Sophisticated computer tools have become predominant in solving the
difficultproblems that arise in the areas of Power System planning, operation,
diagnosis and design of the systems. Among these computer tools Artificial
Intelligence has grown extensively in recent years and has been applied in the
areas of the power systems. The most widely used and important ones of Artificial
Intelligent tools, applied in the field of Electrical Power Systems are the Artificial
Neural networks and the so-called Fuzzy systems. The details of the important
applications are discussed. Finally the major achievements of this soft computing
technique in power system areas are commented and the future scopes of these
methods in the modern power system are analyzed.

3. CONTENTS
CHAPTER TITLE PAGE NO.
ABSTRACT
1 INTRODUCTION 1
2 ARTIFICIAL INTELLIGENCE METHODS 2
3 ANALYSIS OF THE TECHNIQUES 4
4 APPLICATIONS 9
5 CONCLUSION 14
REFERENCES 15

4. 1. INTRODUCTION
The microprocessor technology brings unquestionable improvements of the
protection relays- criteria signals are estimated in a shorter time; input signals are
filtered-out more precisely; it is easy to apply sophisticated corrections;the
hardware is standardized and may communicate with other protection and
control systems; relays are capable of self-monitoring. All this, however, did not
make a major breakthrough in power system protection as far as
security,dependability and speed of operation are considered. The key reason
behind this is that the principles used by digital relays blindly reproduce the
criteria known for decades.
The relaying task, however, may be approached as a pattern recognition problem
- by monitoring its inputs, the relay classifies on-going transients between internal
faults and all the other conditions. Or, the protective relaying may be considered
as a decision making problem - the relay should decide whether to trip or retrain
itself from tripping.

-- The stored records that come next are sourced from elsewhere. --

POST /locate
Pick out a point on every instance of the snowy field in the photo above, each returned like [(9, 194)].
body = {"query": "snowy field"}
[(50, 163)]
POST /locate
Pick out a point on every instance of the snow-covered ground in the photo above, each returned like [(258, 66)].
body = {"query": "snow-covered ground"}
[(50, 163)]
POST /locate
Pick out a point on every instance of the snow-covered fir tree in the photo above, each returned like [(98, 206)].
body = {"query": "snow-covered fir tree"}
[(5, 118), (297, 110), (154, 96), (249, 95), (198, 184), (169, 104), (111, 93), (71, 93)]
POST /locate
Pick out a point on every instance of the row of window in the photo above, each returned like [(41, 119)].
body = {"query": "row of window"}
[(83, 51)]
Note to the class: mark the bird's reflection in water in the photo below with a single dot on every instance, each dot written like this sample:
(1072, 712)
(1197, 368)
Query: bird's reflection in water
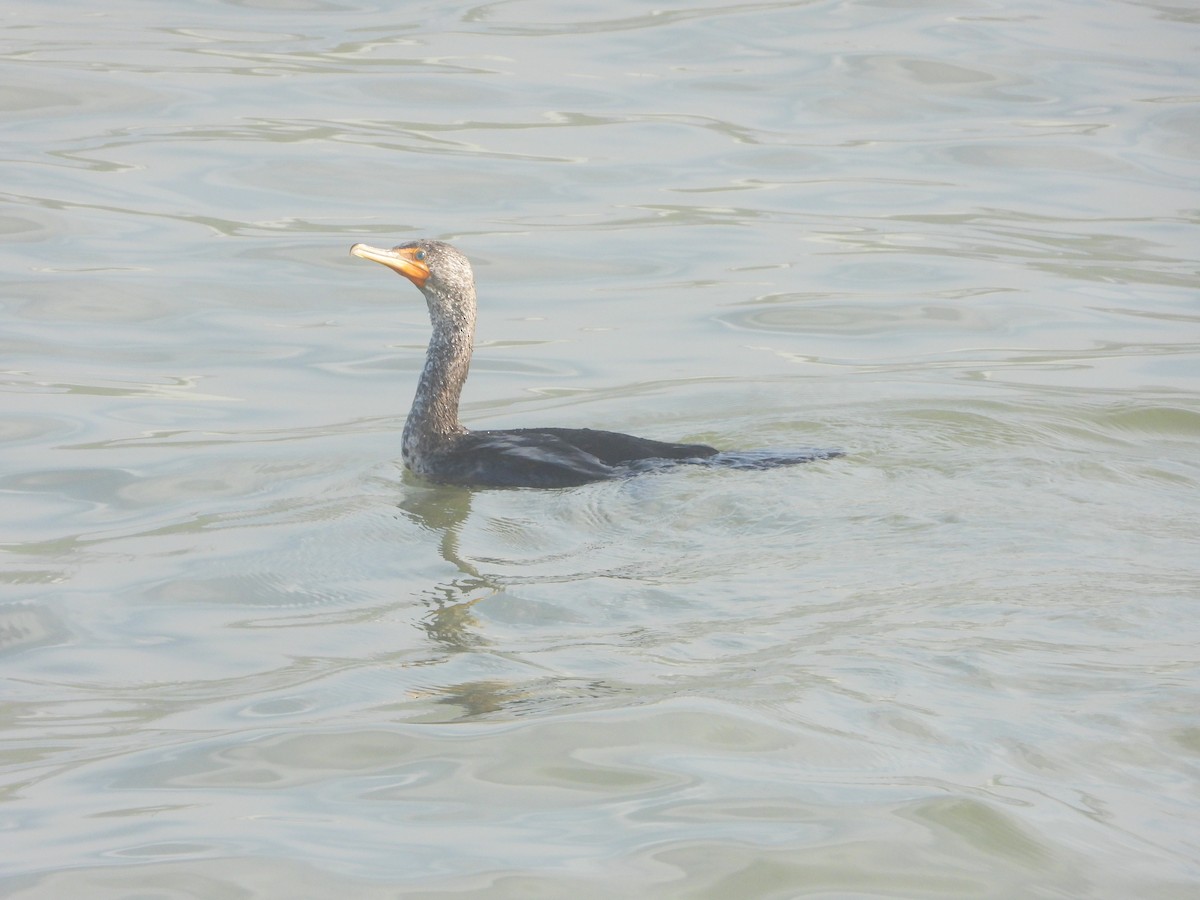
(450, 622)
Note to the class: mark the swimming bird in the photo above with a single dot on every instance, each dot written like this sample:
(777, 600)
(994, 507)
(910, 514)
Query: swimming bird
(437, 447)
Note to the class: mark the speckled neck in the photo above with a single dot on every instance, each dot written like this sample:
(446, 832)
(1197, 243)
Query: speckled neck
(433, 420)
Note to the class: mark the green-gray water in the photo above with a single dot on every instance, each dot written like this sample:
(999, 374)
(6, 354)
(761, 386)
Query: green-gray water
(243, 654)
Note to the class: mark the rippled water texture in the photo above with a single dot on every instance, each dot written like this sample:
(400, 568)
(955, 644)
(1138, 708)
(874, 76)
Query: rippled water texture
(244, 654)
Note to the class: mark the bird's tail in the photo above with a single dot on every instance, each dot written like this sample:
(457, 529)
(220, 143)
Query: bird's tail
(737, 460)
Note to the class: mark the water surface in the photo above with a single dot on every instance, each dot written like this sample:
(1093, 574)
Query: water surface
(245, 654)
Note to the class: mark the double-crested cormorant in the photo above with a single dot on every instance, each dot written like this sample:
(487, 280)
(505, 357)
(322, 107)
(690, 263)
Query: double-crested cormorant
(437, 447)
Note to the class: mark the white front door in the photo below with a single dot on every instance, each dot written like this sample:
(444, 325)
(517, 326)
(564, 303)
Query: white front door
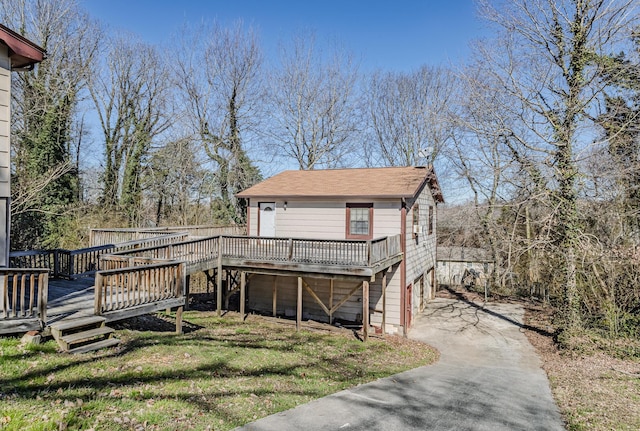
(267, 222)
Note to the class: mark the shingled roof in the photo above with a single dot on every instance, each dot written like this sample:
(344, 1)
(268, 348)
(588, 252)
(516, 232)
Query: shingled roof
(395, 182)
(22, 52)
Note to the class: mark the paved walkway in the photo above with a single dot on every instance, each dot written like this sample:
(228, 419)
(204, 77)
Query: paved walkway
(488, 378)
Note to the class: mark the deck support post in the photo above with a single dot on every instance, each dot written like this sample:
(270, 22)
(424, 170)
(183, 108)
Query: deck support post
(365, 310)
(275, 295)
(331, 301)
(179, 320)
(299, 305)
(243, 286)
(384, 302)
(187, 289)
(219, 279)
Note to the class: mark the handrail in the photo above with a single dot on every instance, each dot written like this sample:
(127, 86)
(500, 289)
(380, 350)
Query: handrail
(72, 264)
(24, 293)
(122, 288)
(101, 236)
(277, 249)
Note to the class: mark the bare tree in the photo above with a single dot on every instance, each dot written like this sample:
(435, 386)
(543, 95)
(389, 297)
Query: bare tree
(130, 96)
(409, 115)
(218, 75)
(313, 105)
(545, 66)
(45, 104)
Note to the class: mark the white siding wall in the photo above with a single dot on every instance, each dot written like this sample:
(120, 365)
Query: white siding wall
(5, 122)
(5, 151)
(421, 249)
(324, 219)
(321, 219)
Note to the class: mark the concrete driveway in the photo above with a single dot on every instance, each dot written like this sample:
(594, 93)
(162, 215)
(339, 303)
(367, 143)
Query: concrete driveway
(488, 378)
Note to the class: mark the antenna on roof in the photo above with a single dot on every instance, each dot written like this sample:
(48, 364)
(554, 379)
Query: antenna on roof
(425, 153)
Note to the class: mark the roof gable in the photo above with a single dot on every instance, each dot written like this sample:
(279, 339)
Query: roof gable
(22, 52)
(394, 182)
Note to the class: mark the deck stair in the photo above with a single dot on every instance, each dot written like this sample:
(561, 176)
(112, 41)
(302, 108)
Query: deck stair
(83, 334)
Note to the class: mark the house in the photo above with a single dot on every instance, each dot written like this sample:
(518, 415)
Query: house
(354, 206)
(456, 262)
(16, 53)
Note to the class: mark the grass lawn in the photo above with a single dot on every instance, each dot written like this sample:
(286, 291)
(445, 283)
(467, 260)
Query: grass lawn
(220, 374)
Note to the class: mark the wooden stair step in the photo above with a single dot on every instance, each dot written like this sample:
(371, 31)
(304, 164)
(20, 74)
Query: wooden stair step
(80, 337)
(68, 324)
(102, 344)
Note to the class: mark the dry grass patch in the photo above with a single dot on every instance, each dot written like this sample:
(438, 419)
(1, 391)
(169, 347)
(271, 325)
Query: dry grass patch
(220, 374)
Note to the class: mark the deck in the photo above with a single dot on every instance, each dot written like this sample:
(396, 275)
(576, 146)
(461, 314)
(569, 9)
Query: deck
(152, 274)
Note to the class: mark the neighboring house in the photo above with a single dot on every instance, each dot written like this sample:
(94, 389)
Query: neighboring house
(349, 204)
(16, 53)
(456, 262)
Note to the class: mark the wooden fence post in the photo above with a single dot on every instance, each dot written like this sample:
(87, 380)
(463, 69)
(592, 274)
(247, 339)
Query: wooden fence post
(243, 286)
(97, 288)
(219, 279)
(299, 305)
(43, 295)
(365, 310)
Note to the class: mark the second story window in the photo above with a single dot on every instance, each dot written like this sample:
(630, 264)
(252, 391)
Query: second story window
(359, 221)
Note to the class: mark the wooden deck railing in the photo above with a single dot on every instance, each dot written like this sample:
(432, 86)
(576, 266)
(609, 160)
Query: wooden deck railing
(42, 259)
(24, 293)
(123, 288)
(72, 264)
(191, 251)
(272, 249)
(116, 236)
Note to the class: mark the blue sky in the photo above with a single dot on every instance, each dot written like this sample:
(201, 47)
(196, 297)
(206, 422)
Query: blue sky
(398, 35)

This observation directly leads to AI application in power
system protection . Practically, it includes the artificial neural network approach
(pattern recognition), as well as the expert system and fuzzy logic methods
(decision making).
Thus three major families of AI techniques are considered to be applied in
modern power system protection :
• Expert System Techniques (XPSs),
• Artificial Neural Networks (ANNs),
• Fuzzy Logic systems (FL).

5. 2.ARTIFICIAL INTELLIGENCE METHODS
AI is a subfield of computer science that investigates how the thought and action
of human beings can be mimicked by machines . Both the numeric, non-numeric
and symbolic computations are included in the area of AI. The mimicking of
intelligence includes not only the ability to make rational decisions, but also to
deal with missing data,adapt to existing situations and improve itself in the long
time horizon based on the accumulated experience.
A. Expert Systems
The first expert systems included a few heuristic rules based on the expert's
experience. In such systems, the knowledge takes the form of so called
production rules written using the If... then... syntax (knowledge base). The
system includes also the facts which generally describe the domain and the state
of the problem to be solved (data base).A generic inference engine uses the facts
and the rules to deduce new facts which allow the firing of other rules. The
knowledge base is a collection of domain-specific knowledge and the inference
system is the logic component for processing the knowledge base to solve the
problem. This process continues until the base of facts is saturated and a
conclusion has been reached .To guide the reasoning and to be more efficient,
these systems may incorporate some strategies known as meta knowledge. Rule
based systems represent still the majority of the existing expert systems. There
are few applications of XPS to power system protection reported, but all of them
solve the off-line tasks such as settings coordination, post-fault analysis and fault
diagnosis . As yet there is no application reported of the XPS technique employed
as a decision making tool in an on-line operating protective relay. The basic
reason for this is that there is no extensive rule base that describes the reasoning
process applicable to protective relaying. Instead, only a few rules or criteria are
collected .

6. B. Artificial Neural Networks
The ANNs are very different from expert systems since they do not need a
knowledge base to work. Instead, they have to be trained with numerous actual
cases. An ANN is a set of elementary neurons which are connected together in
different architectures organized in layers what is biologically inspired .An
elementary neuron can be seen like a processor which makes a simple non linear
operation of its inputs producing its single output. A weight (synapse) is attached
to each neuron and the training enables adjusting of different weights according
to the training set. The ANN techniques are attractive because they do not
require tedious knowledge acquisition, representation and writing stages and,
therefore, can be successfully applied for tasks not fully described in advance. The
ANN are not programmed or supported by a knowledge base as are Expert
Systems. Instead they learn a response based on given inputs and a required
output by adjusting the node weights and biases accordingly.The speed of
processing, allowing real time applications,is also an advantage.
C. Fuzzy Logic
The fuzzy logic approach to protective relaying assumes :
• The criteria signals are fuzzified in order to account for dynamic errors of the
measuring algorithms. Thus, instead of real numbers, the signals are represented
by fuzzy numbers. Since the fuzzification process provides a special kind of flexible
filtering, faster measuring algorithms that speed up the relays may be used.
• The thresholds for the criteria signals are also represented by fuzzy numbers to
account for the lack of precision in dividing the space of the criteria signals
between the tripping and blocking regions.
• The fuzzy signals are compared with the fuzzy settings.The comparison result is
a fuzzy logic variable between the Boolean absolute levels of truth and false.
• The tripping decision depends on multi-criteria evaluation of the status of a
protected element. Additional decision factors may include the amount of
available information,or the expected costs of relay maloperation.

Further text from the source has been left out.